Run inference on constrained devices with quantization, delegate selection, thermal and battery controls, offline operation, and signed updates.
Key takeaways
- Primary risk: Unsupported operators, hidden CPU fallback, resource exhaustion, stale models, unsafe action, and unobservable field failures.
- Keep authoritative domain state outside model memory.
- Measure task outcome, safe failure, and evidence—not output fluency alone.
Problem
Run inference on constrained devices with quantization, delegate selection, thermal and battery controls, offline operation, and signed updates.
Principal risk: Unsupported operators, hidden CPU fallback, resource exhaustion, stale models, unsafe action, and unobservable field failures.

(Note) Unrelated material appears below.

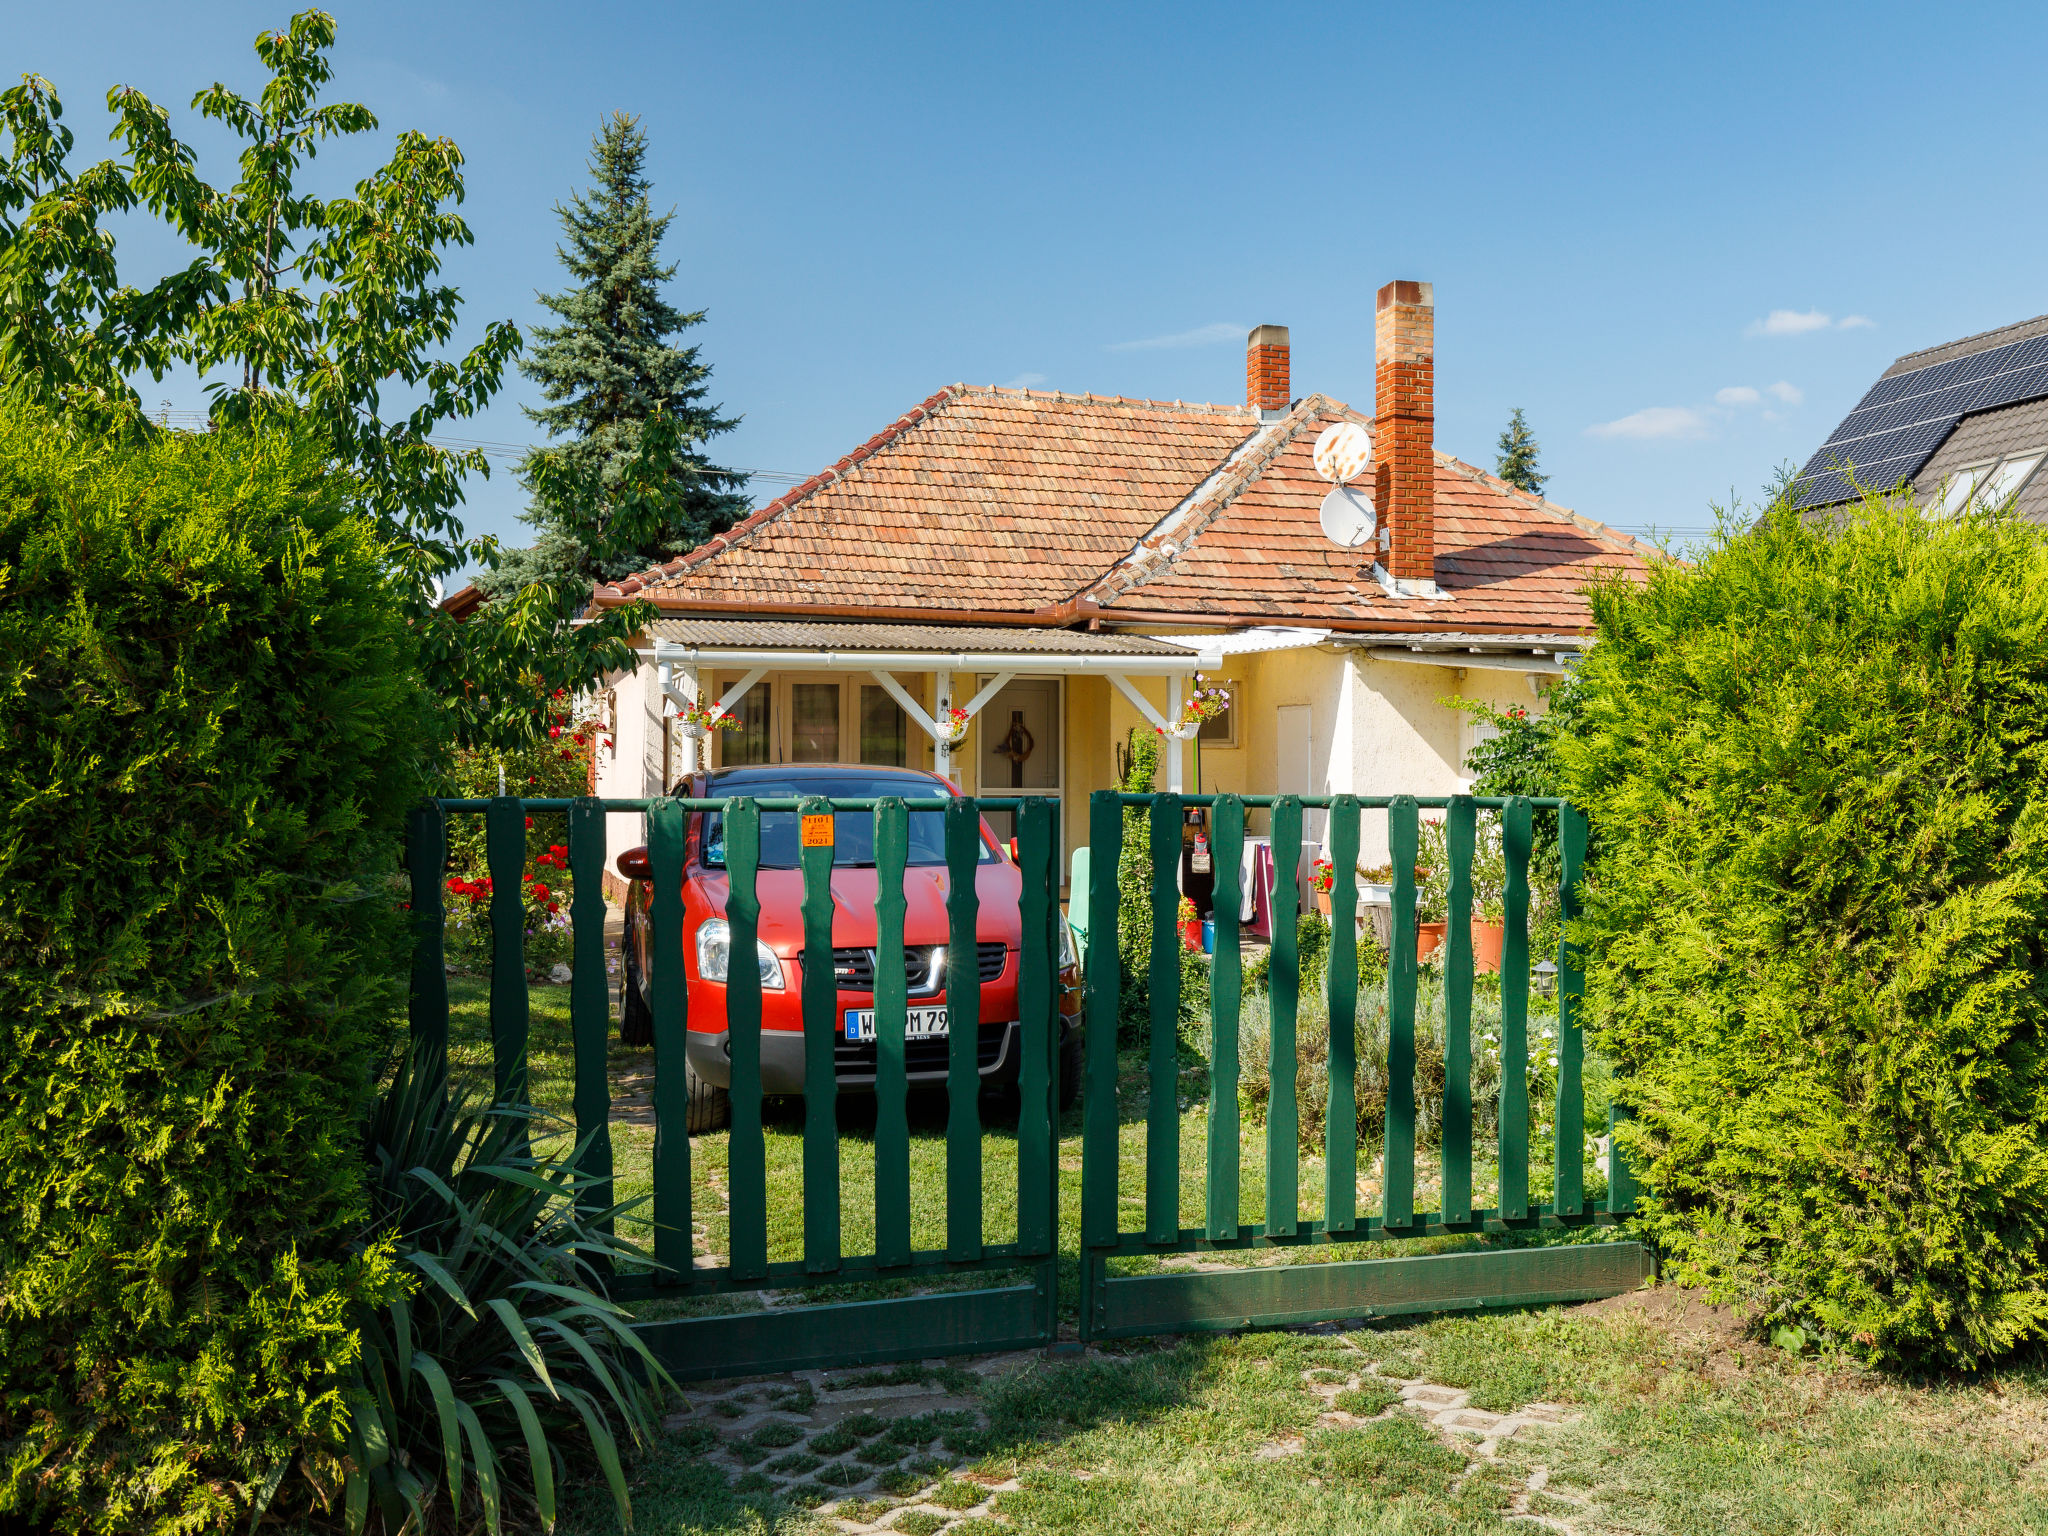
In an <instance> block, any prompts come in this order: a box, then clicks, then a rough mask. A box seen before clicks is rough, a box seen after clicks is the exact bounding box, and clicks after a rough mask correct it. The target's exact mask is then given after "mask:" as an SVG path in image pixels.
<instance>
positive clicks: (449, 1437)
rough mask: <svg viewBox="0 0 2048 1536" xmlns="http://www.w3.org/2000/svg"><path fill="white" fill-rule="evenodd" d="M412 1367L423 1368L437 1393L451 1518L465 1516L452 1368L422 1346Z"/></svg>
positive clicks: (414, 1354)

Why runtime layers are needed
A single model invocation cannot reliably own identity, authorization, durable state, external side effects, recovery, or evidence. The runtime composes the necessary compiler/inference/serving path with application controls appropriate to this use case.
Reference architecture
- Signed model package and compatibility manifest
- Portable/target-specific runtime with CPU/GPU/NPU delegates
- Static or bounded memory allocator
- Device scheduler aware of power, thermal, and foreground state
- Local policy and safe fallback
- Telemetry queue with privacy and connectivity limits
- Atomic update and rollback
Request flow
- Identify exact device, OS, runtime, delegate, and available resources.

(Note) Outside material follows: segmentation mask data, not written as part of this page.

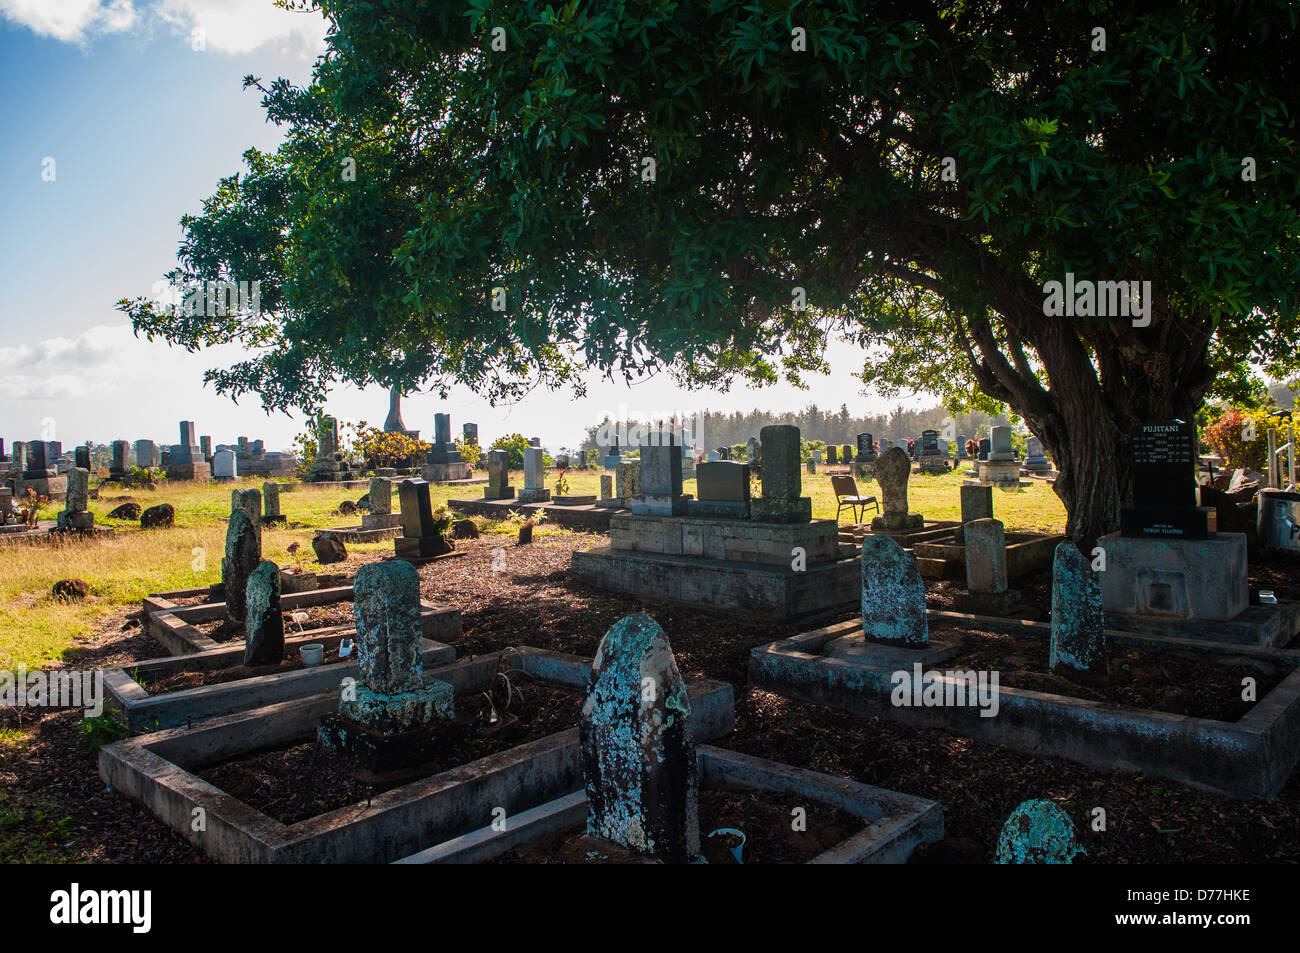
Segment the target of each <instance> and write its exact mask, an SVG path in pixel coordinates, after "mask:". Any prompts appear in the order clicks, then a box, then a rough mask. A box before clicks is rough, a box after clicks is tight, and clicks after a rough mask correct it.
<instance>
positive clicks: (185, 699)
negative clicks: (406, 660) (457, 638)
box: [104, 607, 459, 731]
mask: <svg viewBox="0 0 1300 953" xmlns="http://www.w3.org/2000/svg"><path fill="white" fill-rule="evenodd" d="M430 608H432V607H430ZM452 611H455V612H456V615H458V616H459V610H452ZM430 618H432V616H429V615H425V616H424V619H425V620H429V619H430ZM354 631H355V629H354V628H352V627H348V625H335V627H331V628H329V629H321V631H318V632H315V633H311V634H305V636H292V637H286V638H285V649H286V651H289V653H290V654H292V653H295V651H296V649H299V647H302V646H303V645H308V644H313V642H321V644H322V645H325V647H326V649H328V650H337V649H338V642H339V640H342V638H343V637H344V636H348V634H352V633H354ZM421 647H422V650H424V651H422V659H424V666H425V668H430V667H433V666H442V664H447V663H448V662H454V660H455V658H456V650H455V649H454V647H451V646H450V645H446V644H443V642H439V641H434V640H430V638H428V637H425V638H424V640H422V646H421ZM243 653H244V646H243V644H242V642H239V644H235V645H224V646H221V647H220V649H211V650H208V651H200V653H195V654H188V655H168V657H165V658H157V659H149V660H147V662H131V663H129V664H123V666H117V667H114V668H107V670H104V689H105V692H107V694H105V699H104V701H105V706H107V707H108V709H109V710H113V711H117V712H120V714H121V716H122V718H123V720H125V722H126V723H127V725H129V727H130V728H131V731H159V729H162V728H179V727H182V725H185V727H188V725H191V724H194V723H195V722H204V720H207V719H209V718H217V716H220V715H230V714H234V712H237V711H247V710H248V709H253V707H259V706H264V705H273V703H277V702H286V701H292V699H295V698H303V697H305V696H311V694H317V693H321V692H329V690H331V689H334V688H335V686H337V685H338V684H339V681H342V680H343V679H346V677H357V664H356V657H355V654H354V657H352V659H351V660H335V662H333V663H330V664H322V666H316V667H312V668H296V670H292V671H287V672H273V673H270V675H257V676H252V677H248V679H238V680H235V681H222V683H217V684H213V685H196V686H194V688H185V689H179V690H175V692H166V693H165V694H149V693H148V690H146V688H144V686H143V685H142V684H140V683H139V681H138V680H136V677H135V676H139V675H144V676H149V675H152V676H156V677H157V679H165V677H168V676H170V675H174V673H177V672H182V671H187V670H190V671H192V670H199V671H203V670H207V668H222V667H225V666H226V664H230V663H235V664H239V663H240V662H242V660H243Z"/></svg>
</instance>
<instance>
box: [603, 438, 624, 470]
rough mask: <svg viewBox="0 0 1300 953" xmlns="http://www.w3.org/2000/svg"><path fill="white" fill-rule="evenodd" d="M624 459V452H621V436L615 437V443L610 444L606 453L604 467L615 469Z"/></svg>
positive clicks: (604, 454) (614, 441)
mask: <svg viewBox="0 0 1300 953" xmlns="http://www.w3.org/2000/svg"><path fill="white" fill-rule="evenodd" d="M621 460H623V454H621V452H619V438H617V437H615V438H614V443H611V445H610V449H608V451H607V452H606V454H604V468H606V469H614V468H616V467H617V465H619V463H620V462H621Z"/></svg>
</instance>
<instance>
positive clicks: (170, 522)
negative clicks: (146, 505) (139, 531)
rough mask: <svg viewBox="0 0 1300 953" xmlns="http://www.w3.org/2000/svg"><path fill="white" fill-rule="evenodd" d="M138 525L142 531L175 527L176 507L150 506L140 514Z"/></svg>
mask: <svg viewBox="0 0 1300 953" xmlns="http://www.w3.org/2000/svg"><path fill="white" fill-rule="evenodd" d="M140 525H142V527H143V528H144V529H155V528H160V527H173V525H175V507H174V506H172V504H170V503H159V504H157V506H151V507H149V508H148V510H146V511H144V512H142V514H140Z"/></svg>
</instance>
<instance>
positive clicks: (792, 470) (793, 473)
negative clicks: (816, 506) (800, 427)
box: [749, 424, 813, 523]
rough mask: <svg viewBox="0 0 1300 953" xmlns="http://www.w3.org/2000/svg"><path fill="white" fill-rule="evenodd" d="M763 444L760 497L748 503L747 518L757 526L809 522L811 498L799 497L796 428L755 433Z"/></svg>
mask: <svg viewBox="0 0 1300 953" xmlns="http://www.w3.org/2000/svg"><path fill="white" fill-rule="evenodd" d="M759 438H761V442H762V445H763V471H762V485H763V495H762V497H761V498H759V499H751V501H750V507H749V508H750V519H753V520H755V521H758V523H809V521H810V520H811V519H813V499H811V497H803V495H801V494H802V491H803V477H802V475H801V473H800V428H797V426H793V425H790V424H774V425H770V426H764V428H763V429H762V430H761V432H759Z"/></svg>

- Select a compatible model/precision package.
- Validate signature, storage, and memory before activation.
- Warm critical paths without blocking device startup.

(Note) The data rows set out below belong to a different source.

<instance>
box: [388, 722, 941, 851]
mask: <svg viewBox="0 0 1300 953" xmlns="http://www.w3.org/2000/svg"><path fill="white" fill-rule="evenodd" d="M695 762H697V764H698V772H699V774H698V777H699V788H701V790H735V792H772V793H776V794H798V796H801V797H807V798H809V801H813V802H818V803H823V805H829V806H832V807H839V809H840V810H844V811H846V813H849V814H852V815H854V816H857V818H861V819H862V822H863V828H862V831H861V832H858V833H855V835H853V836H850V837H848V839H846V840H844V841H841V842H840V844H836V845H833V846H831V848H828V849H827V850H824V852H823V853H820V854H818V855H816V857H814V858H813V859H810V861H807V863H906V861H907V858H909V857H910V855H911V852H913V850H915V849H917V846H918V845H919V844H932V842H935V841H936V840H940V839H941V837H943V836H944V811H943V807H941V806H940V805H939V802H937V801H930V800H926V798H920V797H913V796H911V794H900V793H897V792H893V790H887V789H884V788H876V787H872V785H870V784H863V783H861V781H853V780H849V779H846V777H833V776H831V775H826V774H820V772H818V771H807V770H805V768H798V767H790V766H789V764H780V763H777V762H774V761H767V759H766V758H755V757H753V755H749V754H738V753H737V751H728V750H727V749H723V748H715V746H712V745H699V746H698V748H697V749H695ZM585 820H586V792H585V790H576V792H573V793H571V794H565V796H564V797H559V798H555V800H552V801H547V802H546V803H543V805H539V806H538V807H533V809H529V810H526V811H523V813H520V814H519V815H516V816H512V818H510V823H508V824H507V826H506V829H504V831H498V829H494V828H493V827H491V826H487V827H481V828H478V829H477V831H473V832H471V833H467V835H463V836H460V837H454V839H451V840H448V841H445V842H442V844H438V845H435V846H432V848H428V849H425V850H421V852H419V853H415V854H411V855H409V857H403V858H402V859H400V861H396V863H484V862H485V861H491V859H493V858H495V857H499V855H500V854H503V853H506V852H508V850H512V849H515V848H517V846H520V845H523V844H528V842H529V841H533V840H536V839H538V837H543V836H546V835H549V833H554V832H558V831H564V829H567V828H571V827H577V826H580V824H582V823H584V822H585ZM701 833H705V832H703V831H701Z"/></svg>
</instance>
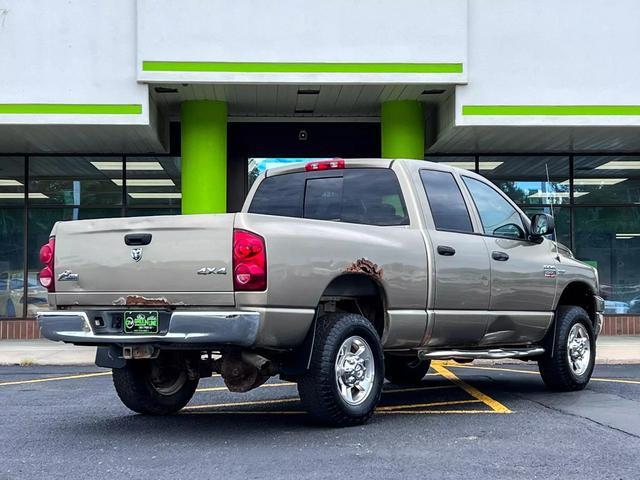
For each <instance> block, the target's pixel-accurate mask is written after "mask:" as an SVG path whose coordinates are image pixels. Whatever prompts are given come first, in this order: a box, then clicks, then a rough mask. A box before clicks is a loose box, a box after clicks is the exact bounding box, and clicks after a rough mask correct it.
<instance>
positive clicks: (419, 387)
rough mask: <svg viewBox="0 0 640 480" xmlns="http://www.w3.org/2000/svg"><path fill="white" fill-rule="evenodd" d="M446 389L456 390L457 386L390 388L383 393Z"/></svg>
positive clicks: (441, 385) (433, 385)
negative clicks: (450, 388)
mask: <svg viewBox="0 0 640 480" xmlns="http://www.w3.org/2000/svg"><path fill="white" fill-rule="evenodd" d="M446 388H456V386H455V385H429V386H427V387H409V388H390V389H388V390H383V391H382V393H404V392H421V391H423V390H443V389H446Z"/></svg>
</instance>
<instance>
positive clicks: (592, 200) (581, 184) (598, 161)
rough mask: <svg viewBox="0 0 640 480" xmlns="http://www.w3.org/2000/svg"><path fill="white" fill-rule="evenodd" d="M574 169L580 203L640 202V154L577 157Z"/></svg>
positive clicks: (575, 191)
mask: <svg viewBox="0 0 640 480" xmlns="http://www.w3.org/2000/svg"><path fill="white" fill-rule="evenodd" d="M573 171H574V177H575V178H574V180H573V196H574V198H575V202H576V203H580V204H585V203H589V204H595V203H608V204H611V203H638V202H640V157H633V156H620V157H615V156H601V155H590V156H576V157H575V158H574V166H573Z"/></svg>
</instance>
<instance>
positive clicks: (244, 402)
mask: <svg viewBox="0 0 640 480" xmlns="http://www.w3.org/2000/svg"><path fill="white" fill-rule="evenodd" d="M299 400H300V398H298V397H291V398H278V399H275V400H254V401H250V402H230V403H211V404H206V405H189V406H187V407H184V408H183V410H201V409H203V408H224V407H247V406H250V405H273V404H276V403H289V402H297V401H299Z"/></svg>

- Execute under bounded thread, memory, time, and power budgets.
- Validate output and apply deterministic safety rules before action.
- Queue minimized telemetry and synchronize when allowed.
- Activate updates atomically and roll back on health failure.
Contracts
- Deployment manifest declares model hash, runtime version, operator set, delegate, precision, memory bound, and device compatibility.
- Request contract defines latency/deadline, offline behavior, privacy, and hosted fallback.
- Update contract defines signature, rollout cohort, health criteria, and rollback.
Use the runtime request, tool, policy and approval, evidence, and trace schemas as versioned reference boundaries.
Failure modes
- Delegate rejects an operator
- Unexpected CPU fallback violates deadline
- Memory pressure kills the process
- Thermal throttling degrades control loop
- Battery policy suspends inference
- Model update is partial or incompatible
- Offline queue grows beyond retention
Security considerations
- Verify artifacts and updates.
- Use OS secure storage for keys and protected data.
- Limit local tools and sensors to declared purpose.
- Apply deterministic safety envelopes outside model output.
- Minimize and encrypt queued telemetry.
Observability
Correlate request, model route, context sources, tool operations, policy decisions, approvals, artifacts, failures, recovery, and domain outcome. Apply redaction and retention before exporting traces.
Evaluation and metrics
- Deadline and worst-case latency
- Delegate/fallback rate
- Peak memory
- Battery and thermal impact
- Offline availability
- Update/rollback success
- Field crash and recovery
- Quality by device/precision
Implementation checklist
- Benchmark every supported device tier.
- Expose actual delegate and fallback in diagnostics.
- Test low storage, memory pressure, thermal, and airplane mode.
- Define safe behavior when inference misses deadline.
- Roll out by cohort with rollback.
- Prefer smaller deterministic models when they meet the task.